# miles ridden or vertical feet climbed? Better stat?



## drjeff (Jun 5, 2010)

I know the obvious answer is "it's a combo of the 2" but does one or the other make a difference to you between say a "good" ride/workout and a "really good/great" ride/workout?

Myself, maybe because I can be a sucker for punishment (and regularly ride a 6 mile loop with 1500+ ft of climbing) looks at the vertical feet climbed as my preferred of the two stats - also realizing that the more I climb, the more I get to descend on my way back to my car


----------



## o3jeff (Jun 5, 2010)

Combination of the two. 10 miles and 200 vertical is nothing, but 3 miles and 1000 vertical will have me out of breath for a bit!

I like a good combination of the two for good ride


----------



## mondeo (Jun 5, 2010)

Both. More of a miles + elevation change. 1000 ft I'd say is worth about 10 miles or so (road riding, that is.)

If 10 miles + 200 ft is nothing, then you're not going fast enough.


----------



## marcski (Jun 5, 2010)

drjeff said:


> I know the obvious answer is "it's a combo of the 2" but does one or the other make a difference to you between say a "good" ride/workout and a "really good/great" ride/workout?
> 
> Myself, maybe because I can be a sucker for punishment (and regularly ride a 6 mile loop with 1500+ ft of climbing) looks at the vertical feet climbed as my preferred of the two stats - also realizing that the more I climb, the more I get to descend on my way back to my car



Both, plus add average speed in as a third barometer too.


----------



## riverc0il (Jun 5, 2010)

Vert/Mile seems better than either taken individually. 2000' in 36.5 miles was a heck of a lot easier than 2124' in 27 miles -- just to compare rides I have done from the past two weekends. And while 34.5 miles last week was perhaps my second longest ride of the year so far, it was only 1279' vert. On the flip side, 1500' vert in 19ish miles is my local big hill climb which is quite a work out despite the short miles.

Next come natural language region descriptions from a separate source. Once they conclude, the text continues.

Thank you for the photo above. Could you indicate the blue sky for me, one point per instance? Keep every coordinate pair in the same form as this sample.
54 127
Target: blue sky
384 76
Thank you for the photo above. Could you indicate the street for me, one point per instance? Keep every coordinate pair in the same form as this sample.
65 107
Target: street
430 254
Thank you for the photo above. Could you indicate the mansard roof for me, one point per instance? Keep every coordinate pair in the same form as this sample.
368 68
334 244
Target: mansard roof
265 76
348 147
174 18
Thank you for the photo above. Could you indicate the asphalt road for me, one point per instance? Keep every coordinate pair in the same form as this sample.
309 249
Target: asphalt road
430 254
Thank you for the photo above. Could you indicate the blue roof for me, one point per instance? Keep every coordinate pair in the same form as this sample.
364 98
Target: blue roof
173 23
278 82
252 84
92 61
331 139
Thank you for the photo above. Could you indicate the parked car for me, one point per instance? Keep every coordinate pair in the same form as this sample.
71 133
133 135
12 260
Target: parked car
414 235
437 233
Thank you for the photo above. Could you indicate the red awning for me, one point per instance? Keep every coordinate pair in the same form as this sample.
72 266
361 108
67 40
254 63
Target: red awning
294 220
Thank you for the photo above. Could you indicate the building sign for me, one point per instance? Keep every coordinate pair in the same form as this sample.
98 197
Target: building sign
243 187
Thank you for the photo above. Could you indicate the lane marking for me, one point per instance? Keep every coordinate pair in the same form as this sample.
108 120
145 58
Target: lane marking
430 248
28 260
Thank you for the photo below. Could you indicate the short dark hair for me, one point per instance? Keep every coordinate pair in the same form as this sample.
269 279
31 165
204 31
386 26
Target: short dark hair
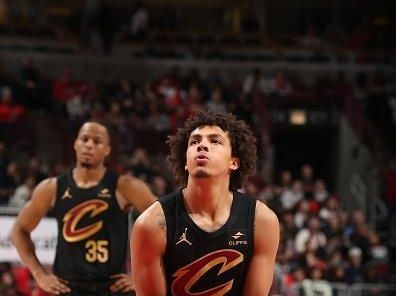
243 145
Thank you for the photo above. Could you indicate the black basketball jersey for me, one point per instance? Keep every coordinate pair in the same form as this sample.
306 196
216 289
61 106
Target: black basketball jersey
93 230
205 263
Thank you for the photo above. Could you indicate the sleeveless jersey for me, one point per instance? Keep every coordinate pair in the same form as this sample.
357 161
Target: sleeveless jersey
93 230
201 263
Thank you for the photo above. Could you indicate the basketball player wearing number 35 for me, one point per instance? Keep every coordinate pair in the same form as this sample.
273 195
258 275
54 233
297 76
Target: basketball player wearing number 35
207 238
90 204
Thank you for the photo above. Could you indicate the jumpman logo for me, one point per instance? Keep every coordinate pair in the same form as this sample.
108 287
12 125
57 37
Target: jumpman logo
67 194
183 238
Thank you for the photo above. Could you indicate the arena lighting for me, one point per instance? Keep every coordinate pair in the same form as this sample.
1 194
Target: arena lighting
298 117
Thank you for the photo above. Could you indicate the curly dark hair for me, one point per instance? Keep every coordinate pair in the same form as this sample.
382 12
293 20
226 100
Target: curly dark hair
243 145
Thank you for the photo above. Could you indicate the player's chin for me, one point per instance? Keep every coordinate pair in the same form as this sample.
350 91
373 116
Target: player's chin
201 173
86 164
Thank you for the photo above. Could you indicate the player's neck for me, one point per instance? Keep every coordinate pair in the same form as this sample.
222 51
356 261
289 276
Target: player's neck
206 198
88 177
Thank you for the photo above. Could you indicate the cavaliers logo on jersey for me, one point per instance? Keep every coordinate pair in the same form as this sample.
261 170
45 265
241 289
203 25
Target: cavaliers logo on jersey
187 276
71 232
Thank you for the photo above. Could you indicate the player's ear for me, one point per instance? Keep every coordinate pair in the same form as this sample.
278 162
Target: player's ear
235 163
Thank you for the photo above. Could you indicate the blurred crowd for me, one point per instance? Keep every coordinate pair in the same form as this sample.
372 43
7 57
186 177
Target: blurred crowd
321 243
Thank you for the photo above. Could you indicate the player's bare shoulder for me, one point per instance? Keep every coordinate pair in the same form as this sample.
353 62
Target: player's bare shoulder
153 218
265 218
45 191
150 228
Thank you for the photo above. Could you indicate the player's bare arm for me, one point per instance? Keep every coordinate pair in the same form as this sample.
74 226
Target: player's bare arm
266 241
148 242
41 201
134 192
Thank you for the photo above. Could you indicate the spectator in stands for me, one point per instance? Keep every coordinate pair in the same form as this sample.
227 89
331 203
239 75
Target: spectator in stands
303 213
158 119
10 111
320 192
335 32
255 82
159 186
286 179
139 21
35 169
4 160
216 103
32 92
389 180
307 178
316 285
291 197
289 228
22 193
139 165
7 281
13 177
281 85
310 237
354 272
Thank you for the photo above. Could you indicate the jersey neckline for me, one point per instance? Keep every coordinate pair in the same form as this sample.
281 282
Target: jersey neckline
222 229
71 177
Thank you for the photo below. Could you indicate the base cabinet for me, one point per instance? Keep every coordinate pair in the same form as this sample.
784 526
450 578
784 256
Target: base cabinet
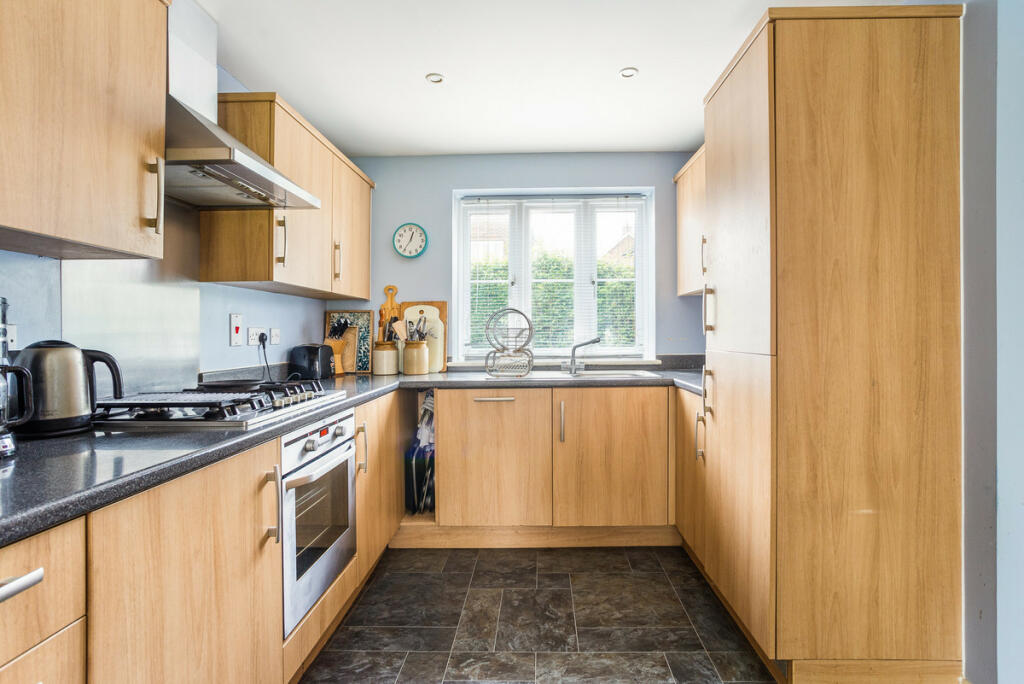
610 456
496 468
183 583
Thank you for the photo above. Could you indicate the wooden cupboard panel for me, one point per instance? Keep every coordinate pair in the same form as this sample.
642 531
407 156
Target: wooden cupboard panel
611 468
82 114
876 672
58 600
690 191
59 659
183 584
306 247
690 471
350 249
738 124
868 305
494 457
739 518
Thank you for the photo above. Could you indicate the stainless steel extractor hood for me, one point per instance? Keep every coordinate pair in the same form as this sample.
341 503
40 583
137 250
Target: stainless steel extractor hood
210 169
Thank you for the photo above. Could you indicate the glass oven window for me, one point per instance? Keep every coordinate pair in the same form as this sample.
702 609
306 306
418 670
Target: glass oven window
321 516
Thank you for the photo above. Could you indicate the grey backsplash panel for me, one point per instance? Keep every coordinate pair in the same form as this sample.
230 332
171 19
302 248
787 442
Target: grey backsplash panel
145 312
32 286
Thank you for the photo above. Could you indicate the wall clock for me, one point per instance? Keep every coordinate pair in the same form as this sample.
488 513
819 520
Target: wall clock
410 240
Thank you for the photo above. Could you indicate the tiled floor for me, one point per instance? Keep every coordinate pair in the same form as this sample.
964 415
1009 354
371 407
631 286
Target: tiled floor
538 615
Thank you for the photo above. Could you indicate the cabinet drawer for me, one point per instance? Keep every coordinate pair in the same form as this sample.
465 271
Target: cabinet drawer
59 659
58 599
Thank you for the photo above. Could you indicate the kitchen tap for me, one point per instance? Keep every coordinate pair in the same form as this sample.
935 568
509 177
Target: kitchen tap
571 368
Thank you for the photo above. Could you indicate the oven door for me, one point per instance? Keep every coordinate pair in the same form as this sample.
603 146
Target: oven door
318 538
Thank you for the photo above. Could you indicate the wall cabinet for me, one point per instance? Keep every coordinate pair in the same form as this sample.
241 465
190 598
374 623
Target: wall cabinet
610 456
690 234
313 252
82 115
184 585
496 468
833 504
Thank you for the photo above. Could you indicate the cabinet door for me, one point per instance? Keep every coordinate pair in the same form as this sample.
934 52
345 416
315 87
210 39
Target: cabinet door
739 218
302 237
494 457
82 115
691 444
369 490
183 584
690 225
739 518
610 456
350 250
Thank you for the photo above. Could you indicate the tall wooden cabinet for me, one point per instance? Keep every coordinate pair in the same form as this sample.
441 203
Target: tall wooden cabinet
82 116
833 480
690 236
183 583
313 252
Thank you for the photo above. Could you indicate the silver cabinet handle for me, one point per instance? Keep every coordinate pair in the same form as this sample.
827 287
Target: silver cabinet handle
697 452
159 167
366 446
704 388
279 488
283 222
704 307
11 587
561 426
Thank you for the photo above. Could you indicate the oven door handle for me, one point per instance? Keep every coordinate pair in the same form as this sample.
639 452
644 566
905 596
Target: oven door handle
324 466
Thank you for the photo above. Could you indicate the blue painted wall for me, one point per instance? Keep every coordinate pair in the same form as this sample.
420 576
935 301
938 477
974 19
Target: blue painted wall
419 189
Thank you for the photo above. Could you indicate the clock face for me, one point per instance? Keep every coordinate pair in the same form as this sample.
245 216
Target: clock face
410 240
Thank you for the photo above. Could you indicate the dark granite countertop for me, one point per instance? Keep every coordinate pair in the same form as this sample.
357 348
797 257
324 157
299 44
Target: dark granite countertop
49 481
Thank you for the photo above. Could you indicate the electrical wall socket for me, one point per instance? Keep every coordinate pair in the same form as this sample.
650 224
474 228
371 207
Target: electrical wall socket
237 335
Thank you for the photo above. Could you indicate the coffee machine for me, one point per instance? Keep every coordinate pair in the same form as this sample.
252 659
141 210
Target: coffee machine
8 373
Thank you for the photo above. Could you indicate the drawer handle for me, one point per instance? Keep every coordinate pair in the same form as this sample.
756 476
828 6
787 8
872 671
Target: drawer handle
11 587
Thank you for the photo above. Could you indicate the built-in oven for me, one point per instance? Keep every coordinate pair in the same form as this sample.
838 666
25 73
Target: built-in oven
316 510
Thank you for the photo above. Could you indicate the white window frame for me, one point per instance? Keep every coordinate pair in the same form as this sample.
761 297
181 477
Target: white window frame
518 255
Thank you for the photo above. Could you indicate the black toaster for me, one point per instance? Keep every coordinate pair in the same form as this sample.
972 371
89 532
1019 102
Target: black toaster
310 361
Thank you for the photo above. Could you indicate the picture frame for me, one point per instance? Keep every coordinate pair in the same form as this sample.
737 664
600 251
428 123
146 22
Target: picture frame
348 359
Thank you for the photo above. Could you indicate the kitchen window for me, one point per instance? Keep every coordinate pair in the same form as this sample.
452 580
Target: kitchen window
579 265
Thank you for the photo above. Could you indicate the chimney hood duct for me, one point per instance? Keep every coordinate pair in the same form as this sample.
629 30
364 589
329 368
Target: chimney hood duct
209 169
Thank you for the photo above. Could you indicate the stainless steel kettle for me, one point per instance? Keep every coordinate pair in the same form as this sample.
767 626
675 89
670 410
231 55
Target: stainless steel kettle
64 383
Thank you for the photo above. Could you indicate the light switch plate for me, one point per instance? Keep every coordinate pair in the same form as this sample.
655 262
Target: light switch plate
238 336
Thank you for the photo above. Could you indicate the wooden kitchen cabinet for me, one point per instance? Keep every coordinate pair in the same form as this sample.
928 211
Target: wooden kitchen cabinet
494 457
739 489
690 190
691 470
184 584
610 456
82 115
738 128
312 252
350 229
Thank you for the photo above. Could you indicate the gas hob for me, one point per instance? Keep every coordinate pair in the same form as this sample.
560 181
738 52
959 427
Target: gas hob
244 409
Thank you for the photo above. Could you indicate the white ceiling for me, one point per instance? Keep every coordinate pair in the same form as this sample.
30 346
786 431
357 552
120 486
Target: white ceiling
521 76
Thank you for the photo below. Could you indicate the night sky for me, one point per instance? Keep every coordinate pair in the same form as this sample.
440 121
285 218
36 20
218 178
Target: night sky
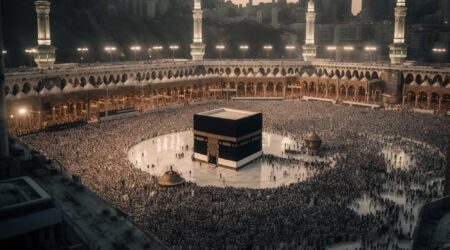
356 3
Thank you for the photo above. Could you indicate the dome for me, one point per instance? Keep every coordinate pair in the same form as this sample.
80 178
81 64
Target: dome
170 178
313 143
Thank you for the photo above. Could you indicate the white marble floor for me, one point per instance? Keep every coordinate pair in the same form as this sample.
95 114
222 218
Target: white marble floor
156 155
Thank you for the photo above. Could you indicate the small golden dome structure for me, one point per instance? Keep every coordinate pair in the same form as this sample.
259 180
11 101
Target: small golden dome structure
170 179
313 143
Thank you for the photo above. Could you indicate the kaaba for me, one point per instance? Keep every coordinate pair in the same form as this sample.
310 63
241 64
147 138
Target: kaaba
227 138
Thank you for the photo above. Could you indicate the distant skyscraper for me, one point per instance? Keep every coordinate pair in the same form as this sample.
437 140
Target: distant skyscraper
330 11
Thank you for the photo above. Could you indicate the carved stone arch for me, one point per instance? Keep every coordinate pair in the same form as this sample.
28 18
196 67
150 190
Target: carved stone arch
200 70
83 81
91 80
63 83
375 75
437 78
124 77
275 71
15 89
26 87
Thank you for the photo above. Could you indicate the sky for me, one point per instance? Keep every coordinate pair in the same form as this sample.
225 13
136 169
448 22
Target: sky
355 9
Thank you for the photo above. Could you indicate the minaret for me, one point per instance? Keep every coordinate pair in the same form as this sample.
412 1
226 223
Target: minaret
310 49
4 147
197 47
45 52
275 23
447 170
399 50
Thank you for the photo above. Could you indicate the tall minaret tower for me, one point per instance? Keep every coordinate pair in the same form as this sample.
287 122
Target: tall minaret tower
4 144
310 49
197 47
399 50
274 14
45 52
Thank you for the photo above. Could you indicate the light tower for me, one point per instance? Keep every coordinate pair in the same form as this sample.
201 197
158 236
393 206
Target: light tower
4 145
274 12
45 52
197 47
399 50
310 49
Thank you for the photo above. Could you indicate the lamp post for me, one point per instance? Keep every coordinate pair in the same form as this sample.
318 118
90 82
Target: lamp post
290 49
82 51
173 48
332 50
268 49
220 48
135 49
157 49
31 53
439 52
370 50
110 50
244 49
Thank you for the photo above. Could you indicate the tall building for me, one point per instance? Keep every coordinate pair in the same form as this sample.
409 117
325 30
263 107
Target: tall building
445 7
377 10
310 48
398 50
4 146
331 11
197 46
44 54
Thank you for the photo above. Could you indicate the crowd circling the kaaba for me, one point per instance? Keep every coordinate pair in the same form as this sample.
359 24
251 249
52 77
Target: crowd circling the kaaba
317 212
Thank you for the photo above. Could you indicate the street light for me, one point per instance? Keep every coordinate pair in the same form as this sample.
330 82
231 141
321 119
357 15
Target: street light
268 48
220 48
173 48
439 52
135 49
157 49
110 50
82 51
244 49
31 53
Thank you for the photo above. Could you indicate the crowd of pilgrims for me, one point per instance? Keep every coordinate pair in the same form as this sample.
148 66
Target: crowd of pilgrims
317 212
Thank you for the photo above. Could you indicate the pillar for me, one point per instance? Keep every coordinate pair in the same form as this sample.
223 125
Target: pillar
399 50
4 145
310 49
197 47
45 52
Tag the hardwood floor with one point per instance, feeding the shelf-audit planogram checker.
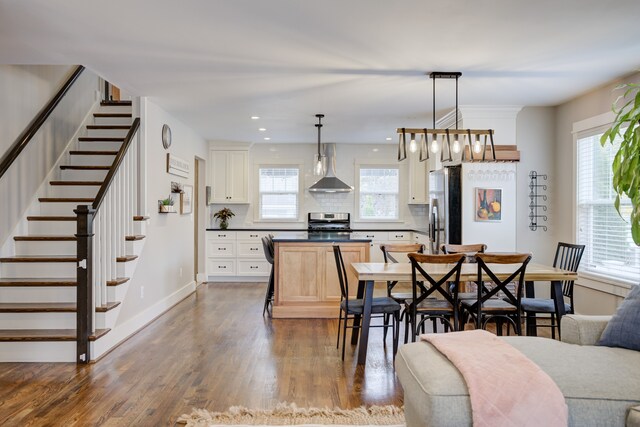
(213, 350)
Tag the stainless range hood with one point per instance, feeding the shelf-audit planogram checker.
(330, 183)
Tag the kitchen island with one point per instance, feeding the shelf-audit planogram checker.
(306, 278)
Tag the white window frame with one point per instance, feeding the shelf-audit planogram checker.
(360, 166)
(265, 165)
(590, 279)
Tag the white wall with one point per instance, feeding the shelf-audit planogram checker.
(169, 245)
(348, 155)
(25, 90)
(591, 297)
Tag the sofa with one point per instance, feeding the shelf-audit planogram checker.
(601, 385)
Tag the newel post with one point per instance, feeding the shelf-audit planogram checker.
(84, 287)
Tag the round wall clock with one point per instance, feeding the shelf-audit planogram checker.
(166, 136)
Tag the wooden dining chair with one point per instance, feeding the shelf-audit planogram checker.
(485, 307)
(350, 307)
(567, 257)
(425, 287)
(394, 253)
(267, 245)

Then there are rides during which you ride a lot of miles and have one big hill versus other rides that are shorter but have a lot of up and down or other rides with more constant climbing with low grade but longer stretches. All different types of rides in which the miles/vert could be the same but different riders will like different rides differently. I like rolling up/downs to start but hate them at the end of a ride (which sucks for me because I can't ride from home without doing them first AND last no matter where I go!).

I just try to find a good mix of vert/miles for my mood, energy level, and physical readiness depending on the day. Difficult to find the ideal mix but when I get it right, it feels good.


----------



## MR. evil (Jun 6, 2010)

I have been on fairly flat rides that were uber technical that seemed like way more of a work out vs long rides with lots of vert. Lynn woods would be a great example. Did a 5 mile loop there with Austin that felt like 12 plus miles with about 5000 feet of climbing.


----------



## Marc (Jun 6, 2010)

Workout quality depends mostly on how hard you push.  But it's easier to be lazy on flat.


----------



## gorgonzola (Jun 7, 2010)

i'm with with evil...although i log my miles i'm not a huge stats guy - but for mtb i think technical difficulty trumps all and makes the rest kinda useless. the 6 mile loop at bear creek probably has less than 750' vert but navigating the rocks and the nature of the climbs kick my ass every time alot more than most of the longer and hillier rides .


----------



## bvibert (Jun 7, 2010)

The most important stat to me is the fun factor.  Next to that is amount of blood spilled and difficultly of breathing.

I keep track of miles, but that's just because it's the easiest to quantify.


----------



## Talisman (Jun 7, 2010)

bvibert said:


> Next to that is amount of blood spilled .



Rocks & tree bark or biting insects & animals?


----------



## bvibert (Jun 7, 2010)

Talisman said:


> Rocks & tree bark or biting insects & animals?


Rocks and tree bark are the usual suspects.  Sometimes it's pointy branches (and other such sharp vegetation) and not the bark so much though.


----------



## MR. evil (Jun 7, 2010)

gorgonzola said:


> i'm with with evil...although i log my miles i'm not a huge stats guy - but for mtb i think technical difficulty trumps all and makes the rest kinda useless. the 6 mile loop at bear creek probably has less than 750' vert but navigating the rocks and the nature of the climbs kick my ass every time alot more than most of the longer and hillier rides .



For me, it's that on really technical ride you also have to use slot of upper body strength in addition to your legs.


----------